I loved the smell of show on my pants. The mix of smoke, sweat and other people’s energy. My pants told the tale of a lot of good nights. I had friends that told me to wear the pants the day after the show for good luck, but I was always a little worried that other people would think I was a bum. You see, I went to a lot of shows when I was in high school, mostly punk and indie bands that most people hand’t heard of. I thought I was being cool by attending the underground music scene.
At one such show for the Get Up Kids, I was getting my pants sufficiently stained and odiferous. I invited a friend of mine to come along and she obliged. We got their early enough to stand next to the stage in the packed club, the kind that really should only fit a hundred, but was stuffed with something more like 2 hundred.
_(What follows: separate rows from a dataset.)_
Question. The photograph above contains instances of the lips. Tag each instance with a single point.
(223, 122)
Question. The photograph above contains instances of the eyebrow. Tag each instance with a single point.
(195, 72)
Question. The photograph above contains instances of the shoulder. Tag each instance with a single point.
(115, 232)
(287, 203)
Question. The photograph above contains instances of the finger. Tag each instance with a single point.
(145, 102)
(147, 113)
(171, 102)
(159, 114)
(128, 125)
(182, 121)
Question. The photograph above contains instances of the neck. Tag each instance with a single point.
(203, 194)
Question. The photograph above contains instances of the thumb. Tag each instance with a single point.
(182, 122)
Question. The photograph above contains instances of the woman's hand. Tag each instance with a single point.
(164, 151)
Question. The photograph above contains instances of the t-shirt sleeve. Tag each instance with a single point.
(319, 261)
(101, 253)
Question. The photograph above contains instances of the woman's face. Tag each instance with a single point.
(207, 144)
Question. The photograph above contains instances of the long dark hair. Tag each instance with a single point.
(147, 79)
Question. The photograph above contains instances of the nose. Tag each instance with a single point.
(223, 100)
It just so happened that as the music started a strong willed boy pushed his way up to the front and started to crowd my friend. With every song, he would push harder to get into her space. He didn’t want to stand where she was standing, he just wanted to push. About halfway through the show I put my leg up on the three foot stage and made a barricade for my friend, using my leg as a fence.
I tried to talk to the boy, talking some sense into him about just enjoying the show, but he would have none of it. He just wanted to push. He wanted to make sure that no one had a good time but him, and he succeeded for the most part.
That is, until the song Mass Pike came on. It was the song that took me by surprise and made the experience worthwhile. When the first chords started on the keyboard, I didn’t even notice that I had to hold back a sea of drunk muscle.
I don’t know exactly what all of this means, but I think that I am holding back the muscle of something much larger than myself at the moment.
I am at the big show, the one that I have been waiting for a really long time. I am excited about being here with someone I love, and I am gearing up to blown away. Up has waltzed a force that has the capability of making sure that I can’t dance or move the ways that I want to. And all I am looking for is the few moments when all of this pressure and undisclosed animosity can melt away in favor of just hearing the music. I want it to flow over me and take us away from the unending push of life.
I understand that pushes like the are what make pants smell the best. I understand that the struggle and the sweat are enough to release just the right bouquet of aroma. I want to be bullied and leaned against, but I also want there to be moments of relaxed extacy. And there will be I just have to know how to look for them.
This is how I knew at the Get Up Kids show, and I’m pretty sure it is how I will know now: I will close my eyes and hear the notes play, just the intro. When those chords come through, the right combination of things that make the back of my head tingle. And I will have a moment of knowing that it won’t last and wanting it to anyway. I work backward from the feeling and tag the moment with every descriptor I can muster so that I can’t possibly forget. And I feel safe in every moment because I know the words and it is my song, our song, being played just for us. That is when I no longer feel the pressure. That is the moment I am waiting for.